La medallista olímpica dijo que esta lucha en un principio fue de manera inconsciente, inspirada en el objetivo de acudir a unos Juegos Olímpicos y alcanzar la anhelada presea, pero después fue haciendo su lucha de forma consciente.
 
“Lo haces en forma empírica, pero obviamente vas haciendo conciencia de cada uno de los logros que vas teniendo, nace de un sueño, de un objetivo que pueden nacer en el interior de tu núcleo familiar y poco a poco se va replicando en tu estado, en tu país y luego te das cuenta de que tienes un impacto a nivel mundial, pero vas haciendo conciencia, vas analizando, ves que abriste camino, que dejaste un precedente porque después de los olímpicos del 2008 hubo otras dos medallas para mujeres en la siguiente edición olímpica; se va haciendo el camino para las siguientes generaciones”, puntualizó.

Es el compromiso ahora en una nueva etapa de su vida.

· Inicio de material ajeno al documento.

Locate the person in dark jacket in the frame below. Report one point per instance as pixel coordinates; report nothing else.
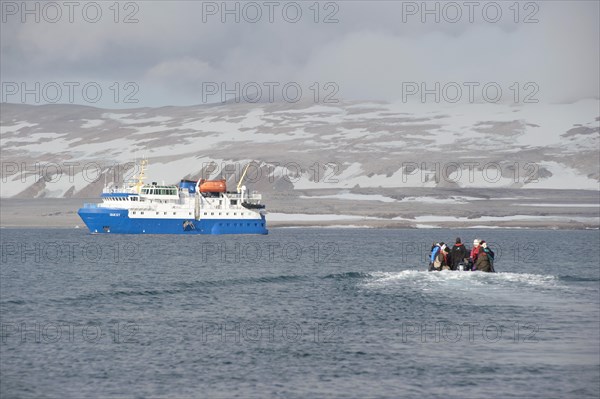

La clavadista recordó que su sueño olímpico inició después del selectivo para los Juegos Olímpicos del 2000, ocho años antes de su cita, ya que previamente su formación era más lúdica, con la intención de disfrutar de una disciplina, en la que podía convivir con gente con los mismos intereses.
 
Con los años y la medalla olímpica, Tatiana Ortiz es un referente para las nuevas generaciones, a lo que dijo “es un poco de presión, muchísimo compromiso, ahora que lo veo desde mi casa, que soy madre de dos niñas, lo veo desde ahí quieres empezar a dar el ejemplo de mamá, luego como medallista olímpica, como profesionista, quiero dar el ejemplo en cada una de las facetas que tengo ahora”.
 
Finalmente, acerca de lo que ahora les transmite a las niñas que se inician en su deporte, afirmó: “trato de ser empática con ellas, escucharlas, darles un consejo, cuidarlas, motivarlas, que sepan que sí se puede, que sí es real, que cuesta trabajo, que duele, que a veces no vas a querer, a veces te va a costar lágrimas y golpes, en este caso de este deporte que es peligroso, pero que sigan adelante, eso trato de transmitirles”.